Guerrero vive maior jejum e Luciano vira opção de Mano

Peruano, que passa por um inferno astral, saberá nesta sexta-feira se sua lesão no joelho é grave

Diego Salgado e Vítor Marques, O Estado de S.Paulo

28 de fevereiro de 2014 | 05h00

SÃO PAULO - O inferno astral de Paolo Guerrero, herói da conquista do Corinthians no Mundial, coincidiu com a ‘descoberta’ de Luciano, dez anos mais novo que o peruano e autor de dois gols na vitória por 3 a 0 contra o Comercial.

Guerrero foi substituído e deu lugar ao ex-jogador do Avaí porque sofreu uma lesão no joelho direito. Após uma pancada, ele deixou o campo aos 40 minutos do primeiro tempo. Hoje será divulgado o resultado de uma ressonância magnética. Se a contusão for grave, há risco de cirurgia. O tempo de recuperação é incerto.

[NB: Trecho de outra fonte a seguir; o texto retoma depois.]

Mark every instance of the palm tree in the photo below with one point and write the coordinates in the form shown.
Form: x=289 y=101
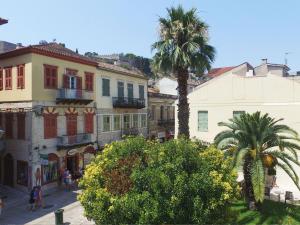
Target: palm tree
x=257 y=142
x=183 y=45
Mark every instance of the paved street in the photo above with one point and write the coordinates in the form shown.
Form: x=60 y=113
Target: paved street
x=73 y=212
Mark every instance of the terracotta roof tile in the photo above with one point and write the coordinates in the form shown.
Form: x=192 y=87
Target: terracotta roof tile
x=61 y=50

“Nem quero pensar nisso”, disse o peruano, que passou a quinta-feira no CT fazendo tratamento no joelho, que ainda estava inchado. “(A lesão) Era a última coisa que me faltava.” Ele se referia incontáveis gols perdidos neste início de ano. O centroavante atravessa seu maior jejum de gols desde que chegou ao Corinthians, em 2012, logo após a conquista da Libertadores.

No total, são nove partidas sem marcar. No ano passado, Guerrero passou oito jogos em branco. Após fazer um dos gols da goleada por 4 a 0 sobre a Ponte, nas quartas de final do Paulistão, só voltou a marcar contra o São Paulo, na primeira partida da Recopa.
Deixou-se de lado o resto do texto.